İnsanlığın tuhaf güçlere sahip bir varlıkla savaşı: Scanners (1981)
Kanadalı direktör David Cronenberg’i The Fly, A History of Violence ve Maps to the Stars ile tanıyabilirsiniz. Lakin Cronenberg de bilim kurgu sinemasında çok değerli işlere imza atmış bir isim.
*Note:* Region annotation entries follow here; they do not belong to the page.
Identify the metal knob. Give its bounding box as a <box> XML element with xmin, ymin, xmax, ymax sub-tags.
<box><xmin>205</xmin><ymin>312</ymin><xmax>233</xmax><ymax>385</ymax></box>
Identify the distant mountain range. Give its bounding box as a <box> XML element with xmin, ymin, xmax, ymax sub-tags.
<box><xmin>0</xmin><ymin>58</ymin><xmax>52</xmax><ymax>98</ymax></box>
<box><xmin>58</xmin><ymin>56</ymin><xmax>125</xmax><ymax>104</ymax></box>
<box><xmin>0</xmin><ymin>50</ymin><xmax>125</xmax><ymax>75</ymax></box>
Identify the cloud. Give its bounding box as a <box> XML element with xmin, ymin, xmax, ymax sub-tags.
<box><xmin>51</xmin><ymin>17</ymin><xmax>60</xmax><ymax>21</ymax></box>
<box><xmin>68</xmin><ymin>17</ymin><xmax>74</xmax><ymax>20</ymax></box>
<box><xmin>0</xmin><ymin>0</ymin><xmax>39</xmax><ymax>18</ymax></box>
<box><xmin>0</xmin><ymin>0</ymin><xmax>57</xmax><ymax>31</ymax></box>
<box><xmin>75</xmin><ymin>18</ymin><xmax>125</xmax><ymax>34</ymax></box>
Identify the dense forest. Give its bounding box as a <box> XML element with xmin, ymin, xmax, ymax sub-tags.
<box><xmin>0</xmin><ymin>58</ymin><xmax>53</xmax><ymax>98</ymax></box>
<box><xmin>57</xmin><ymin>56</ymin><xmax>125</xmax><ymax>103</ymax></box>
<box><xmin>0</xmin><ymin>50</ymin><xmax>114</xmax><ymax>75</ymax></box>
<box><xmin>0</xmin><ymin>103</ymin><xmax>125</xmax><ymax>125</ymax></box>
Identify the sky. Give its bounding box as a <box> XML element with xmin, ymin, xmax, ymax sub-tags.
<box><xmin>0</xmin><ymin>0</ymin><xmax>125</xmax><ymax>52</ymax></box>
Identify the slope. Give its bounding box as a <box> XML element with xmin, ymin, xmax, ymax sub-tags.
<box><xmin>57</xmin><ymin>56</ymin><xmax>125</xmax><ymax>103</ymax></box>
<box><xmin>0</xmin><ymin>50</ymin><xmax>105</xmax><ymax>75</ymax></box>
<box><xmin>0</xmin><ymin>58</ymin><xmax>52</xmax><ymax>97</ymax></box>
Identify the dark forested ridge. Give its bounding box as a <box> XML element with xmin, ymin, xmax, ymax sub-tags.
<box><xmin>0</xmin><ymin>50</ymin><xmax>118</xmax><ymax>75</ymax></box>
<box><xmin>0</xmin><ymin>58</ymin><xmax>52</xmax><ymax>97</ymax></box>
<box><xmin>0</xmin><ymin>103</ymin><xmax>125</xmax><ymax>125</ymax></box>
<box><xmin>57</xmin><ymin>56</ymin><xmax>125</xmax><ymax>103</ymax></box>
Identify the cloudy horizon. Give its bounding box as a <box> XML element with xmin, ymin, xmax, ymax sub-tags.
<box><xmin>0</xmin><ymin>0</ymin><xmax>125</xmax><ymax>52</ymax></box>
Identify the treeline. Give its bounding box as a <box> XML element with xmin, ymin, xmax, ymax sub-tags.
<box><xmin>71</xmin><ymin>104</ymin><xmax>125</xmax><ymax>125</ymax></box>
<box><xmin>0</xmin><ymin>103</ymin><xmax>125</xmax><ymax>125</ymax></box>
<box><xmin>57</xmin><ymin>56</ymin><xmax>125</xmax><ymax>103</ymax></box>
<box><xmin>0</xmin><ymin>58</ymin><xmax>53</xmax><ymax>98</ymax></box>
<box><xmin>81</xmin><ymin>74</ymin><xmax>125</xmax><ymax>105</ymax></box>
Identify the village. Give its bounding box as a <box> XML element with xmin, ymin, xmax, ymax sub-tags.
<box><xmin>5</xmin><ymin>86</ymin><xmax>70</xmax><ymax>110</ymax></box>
Oyuncu takımında Jennifer O’Neill, Stephen Lack ve Patrick McGoohan’ın yer aldığı üretim, tuhaf güçlere sahip bir “tarayıcı”nın insanlara karşı kanlı bir savaşa girmesini mevzu alıyor.
Sadece 7000 dolara çekilen sinema: Primer / Kapsül (2004)
Upstream Color’ın direktörü Shane Carruth’ın birinci sineması Primer, sırf 7.000 dolara mal edilmesine karşın dünya çapında yarım milyon dolar kazandırmıştı. Shane Carruth’ın yazıp yönetip oynadığı bu üretim şans yapıtı vakit makinesi icat etmeyi başaran iki mühendisin başından geçenleri bahis alıyor.
Yakın tarihin az bilinen bilim kurgu sinemalarından: Chronicle / Doğaüstü (2012)
Capone, The Kill Point ve Fantastic Four üzere farklı çeşitlerdeki üretimlerin senaryolarını yazan Josh Trank’ın birinci uzun metrajı Chronicle, üç liseli arkadaşın yeraltında inanılmaz bir keşfe karışıp üstün güçler kazanmasıyla başlıyor. Hayatları yavaş yavaş denetimden çıkan gençlerin karanlık taraflarıyla bağ kurma seyahati sinemanın konusunu oluşturuyor. Üretimin oyuncu takımında Dane DeHaan, Alex Russell ve Michael B. Jordan üzere isimler yer alıyor.
Listede sizin de ilginizi çeken bilim kurgu sinemaları oldu mu? Kendi favorilerinizi yorumlarda bizimle paylaşabilirsiniz!